Shouldn't that be a fabulous thing? I'm growing and changing and challenging and stretching myself. I'm trying to be conscious of how I love the people around me. I'm attempting to become more like Christ. I'm using my gifts and talents and resources to become more well rounded.

Somehow, I have missed out on the "play" aspect of this semester. Yes, I've done a lot of amazing things. But it almost seems as though they are all things that I should be using and internalizing to understand and shape my identity for the future. What happened to playing cards just because it's fun? Why do I have to now think of it as something that I can do to interact and build relationship with those around me? Why can't I just sit and watch a movie? Why do I have to tear it apart and analyze it? Why do I have to run for fitness, instead of having the option to play soccer just because it's fun?

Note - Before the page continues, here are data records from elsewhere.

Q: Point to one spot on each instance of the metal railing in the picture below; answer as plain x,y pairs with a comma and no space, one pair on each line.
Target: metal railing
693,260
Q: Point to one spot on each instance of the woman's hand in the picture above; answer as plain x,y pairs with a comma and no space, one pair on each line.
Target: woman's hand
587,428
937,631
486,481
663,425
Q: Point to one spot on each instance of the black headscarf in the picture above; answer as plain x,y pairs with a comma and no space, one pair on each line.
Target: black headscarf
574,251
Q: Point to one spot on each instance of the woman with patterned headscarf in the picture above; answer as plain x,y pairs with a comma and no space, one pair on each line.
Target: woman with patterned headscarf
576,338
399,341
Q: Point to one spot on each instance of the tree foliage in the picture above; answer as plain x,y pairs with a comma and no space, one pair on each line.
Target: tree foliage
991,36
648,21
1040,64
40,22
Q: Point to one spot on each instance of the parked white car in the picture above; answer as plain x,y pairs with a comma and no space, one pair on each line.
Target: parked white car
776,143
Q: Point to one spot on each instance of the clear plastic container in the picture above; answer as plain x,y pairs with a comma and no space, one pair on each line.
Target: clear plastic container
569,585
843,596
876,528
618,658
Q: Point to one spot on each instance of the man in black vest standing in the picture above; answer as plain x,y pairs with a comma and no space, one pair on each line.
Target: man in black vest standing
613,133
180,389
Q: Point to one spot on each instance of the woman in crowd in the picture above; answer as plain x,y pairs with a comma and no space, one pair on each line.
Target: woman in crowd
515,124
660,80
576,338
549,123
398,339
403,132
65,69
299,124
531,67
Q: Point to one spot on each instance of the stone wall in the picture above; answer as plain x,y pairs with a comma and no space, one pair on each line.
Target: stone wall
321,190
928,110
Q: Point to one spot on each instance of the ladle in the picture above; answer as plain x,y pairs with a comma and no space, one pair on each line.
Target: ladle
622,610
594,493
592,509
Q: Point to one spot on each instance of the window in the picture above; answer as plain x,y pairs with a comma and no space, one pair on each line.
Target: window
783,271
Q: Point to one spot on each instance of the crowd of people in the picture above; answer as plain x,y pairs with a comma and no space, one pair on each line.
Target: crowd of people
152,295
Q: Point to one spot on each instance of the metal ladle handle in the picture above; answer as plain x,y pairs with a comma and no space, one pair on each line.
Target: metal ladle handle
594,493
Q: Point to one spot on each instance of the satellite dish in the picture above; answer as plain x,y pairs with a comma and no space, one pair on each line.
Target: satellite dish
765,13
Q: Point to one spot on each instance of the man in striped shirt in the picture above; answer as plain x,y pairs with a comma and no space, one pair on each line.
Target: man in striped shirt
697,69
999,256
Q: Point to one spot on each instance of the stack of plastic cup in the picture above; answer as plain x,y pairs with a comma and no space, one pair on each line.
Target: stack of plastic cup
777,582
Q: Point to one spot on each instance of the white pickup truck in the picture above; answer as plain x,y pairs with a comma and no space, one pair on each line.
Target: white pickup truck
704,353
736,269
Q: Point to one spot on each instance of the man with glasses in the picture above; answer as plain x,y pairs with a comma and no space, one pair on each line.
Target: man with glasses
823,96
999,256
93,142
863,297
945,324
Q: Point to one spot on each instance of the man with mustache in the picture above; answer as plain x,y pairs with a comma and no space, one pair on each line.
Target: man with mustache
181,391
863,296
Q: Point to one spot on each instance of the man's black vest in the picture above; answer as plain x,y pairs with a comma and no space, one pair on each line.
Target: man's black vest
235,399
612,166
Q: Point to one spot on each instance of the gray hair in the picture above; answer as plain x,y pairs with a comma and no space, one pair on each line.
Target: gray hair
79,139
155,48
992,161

Don't get me wrong, I'm not opposed to growth. And one of the quotes that I have held onto since Great Ideas in high school - one of the few, as the more I think about it I hated that class, especially senior year - is Chesterton, saying "The Christian life has never been tried and found wanting. It has been found difficult and left untried."

The other quote is one that is also from GI, but also from a dear friend: "We scarcely ever think of the present; and if we do, it is only to take light from it to arrange the future... So we never live, but we hope to live; and, as we are always preparing to be happy, it is inevitable that we should never be so."

Now, in theory, I'm all for learning and growing and changing. It just seems like everything in my life right now, especially in academics, is geared towards that. What can I have and hold onto that it is just me, and not what I am growing into? What can I do just to have fun, without worrying about what will allow me to have fun or joy or happiness later? And how do I balance that with the very real needs of doing homework and assignments that I have now?

I'm very much excited for Christmas break, to come home and relax and let my mind slow down a little. Granted, that may not be what God has for me, but I'm hoping. For some small part of it, at least.

For now, I am trying to live out two things that I have read and learned in the last couple weeks. The first is Biblical, from 1 Peter: "Cast all your cares upon Him, for He cares for you." The other is from one of the books from my Independent Study - the idea that lamentation to God is still a very vital and important part of worship, because it is giving Him His proper place in your life - the place of Lord. It is claiming the promise that He is in control of your life and will bring you to the end of it allright.
No, I'm not presuming to know when that is, or how far away it is - but if God is for us, who can be against us? He is in control, and He provides for and loves the sparrows, so who am I to worry about something as trite (on the eternal scale) as homework?

Not easy, but I'm trying to learn.

Monday, October 15, 2007

Stress and homework!

I seem to be really bad at timing... Or keeping track of time, anyways. I barely feel like I've gotten back from break, but here it's been two weeks already... Geez.

Sometime, maybe tonight, I will devote a period of time to a longer post, but for now these are the assignments I have due this week, and I'm freaking out.

2 papers for Engaging Australian Culture
Movie review for Christianity and Postmodernism - I just watched the movie
Paper for my Independent Study... By far the biggest thing
A book review for Life in the City - I haven't started the book yet.

2 weeks from now I have both my major assignments due in Australian History, as well as another for Christianity and Postmodernism. And a paper for Australian Literature. And another book review for Life in the City.

My head hurts... Keep my stress level in prayer!